Петро отсыпал ему щепотку табаку, оторвал клочок бумаги и для себя.
— Это мне уже до дому недалече осталось, — сказал Топилин.
— Радоваться особенно нечему, — жестко ответил Петро.
— Я не к тому, — смущенно сказал Топилин. — Вы не думайте, младший лейтенант, что у меня в думках что-нибудь…
В его голосе зазвучала искренняя обида, и Петро уже мягче сказал:
— В плохом я тебя не подозреваю. А ты все-таки подумай вот о чем… Дальше фашист от твоей хаты — ближе тебе до дому.
— Точно… Ну, да войск наших собралось около Дона много. Может, и не пустим дальше?
Петро пожал плечами:
— Не знаю. А что выгоним — ручаюсь… Зимних фашистов под Москвой крепко били? Что же этот, летний фриц, лучше, что ли? Понахальнее? Так мы всяких нахалов видали.
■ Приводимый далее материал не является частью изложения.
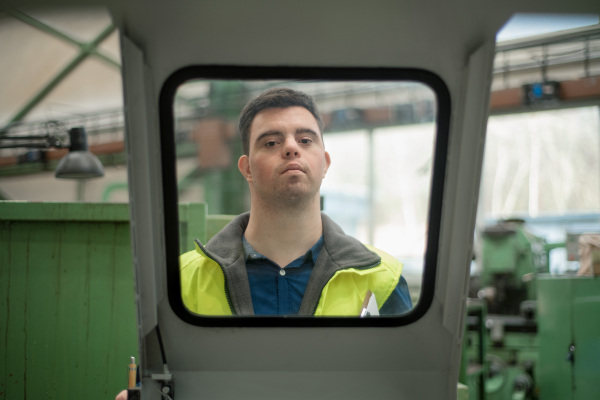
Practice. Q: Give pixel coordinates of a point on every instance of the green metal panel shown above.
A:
(586, 335)
(67, 310)
(569, 314)
(67, 299)
(554, 318)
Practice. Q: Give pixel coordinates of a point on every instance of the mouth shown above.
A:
(292, 169)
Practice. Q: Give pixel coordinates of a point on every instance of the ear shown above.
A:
(244, 167)
(327, 163)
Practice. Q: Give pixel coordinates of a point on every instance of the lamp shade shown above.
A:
(79, 163)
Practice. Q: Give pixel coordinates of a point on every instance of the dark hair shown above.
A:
(274, 98)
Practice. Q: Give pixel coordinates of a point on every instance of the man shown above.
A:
(285, 257)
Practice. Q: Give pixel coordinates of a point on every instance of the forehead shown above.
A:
(282, 120)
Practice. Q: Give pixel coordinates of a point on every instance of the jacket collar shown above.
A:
(339, 251)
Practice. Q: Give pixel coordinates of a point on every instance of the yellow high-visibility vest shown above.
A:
(203, 289)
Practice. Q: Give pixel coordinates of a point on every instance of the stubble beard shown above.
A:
(292, 199)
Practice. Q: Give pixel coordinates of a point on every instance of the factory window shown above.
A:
(386, 139)
(542, 167)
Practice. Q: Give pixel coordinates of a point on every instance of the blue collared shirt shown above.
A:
(279, 291)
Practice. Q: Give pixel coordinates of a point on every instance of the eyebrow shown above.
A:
(280, 133)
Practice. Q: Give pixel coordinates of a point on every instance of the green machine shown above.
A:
(529, 334)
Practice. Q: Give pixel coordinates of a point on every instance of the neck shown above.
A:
(282, 234)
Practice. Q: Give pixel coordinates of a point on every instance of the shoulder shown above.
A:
(386, 258)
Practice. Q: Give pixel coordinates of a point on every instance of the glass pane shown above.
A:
(540, 195)
(380, 138)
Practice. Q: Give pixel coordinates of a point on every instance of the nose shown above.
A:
(290, 148)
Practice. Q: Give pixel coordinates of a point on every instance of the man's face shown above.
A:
(287, 160)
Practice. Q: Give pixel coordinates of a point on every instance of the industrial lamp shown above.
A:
(79, 163)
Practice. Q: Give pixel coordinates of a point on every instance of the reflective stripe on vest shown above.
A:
(203, 285)
(345, 292)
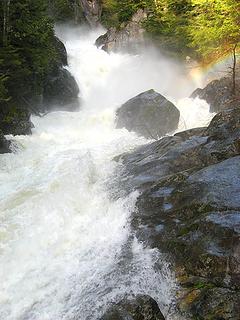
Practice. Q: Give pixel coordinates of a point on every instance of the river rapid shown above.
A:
(66, 249)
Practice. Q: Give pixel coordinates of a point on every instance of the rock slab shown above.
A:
(140, 307)
(189, 209)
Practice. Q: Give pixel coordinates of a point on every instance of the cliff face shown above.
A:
(129, 37)
(92, 10)
(189, 209)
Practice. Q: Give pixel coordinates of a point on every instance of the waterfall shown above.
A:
(66, 248)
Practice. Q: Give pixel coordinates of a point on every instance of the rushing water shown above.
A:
(65, 246)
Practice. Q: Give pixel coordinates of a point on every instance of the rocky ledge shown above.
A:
(189, 208)
(140, 307)
(129, 37)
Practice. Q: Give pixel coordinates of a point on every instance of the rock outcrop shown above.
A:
(15, 120)
(189, 208)
(4, 144)
(148, 114)
(218, 94)
(129, 37)
(92, 10)
(139, 307)
(60, 91)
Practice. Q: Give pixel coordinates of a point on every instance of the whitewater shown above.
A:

— Так и я объяснял ребятам, — сказал Топилин с улыбкой, — мол, все одно, будет время — погоним.
В широком, густо заросшем овраге расположились многолюдным и шумливым табором подразделения, обозы, медсанбат. Пахло нагретым железом, кожаной сбруей. Бойцам выдавали сухой паек, махорку. Тут же, собрав ветки и траву, они разводили огонь. Сидя на корточках подле котелков, поджидали, пока закипит вода.
Петро, отдав нужные приказания, снял сапоги, гимнастерку и помылся у ручейка. Холодная вода освежила его. Он с наслаждением прилег на траву, вытянул ноги.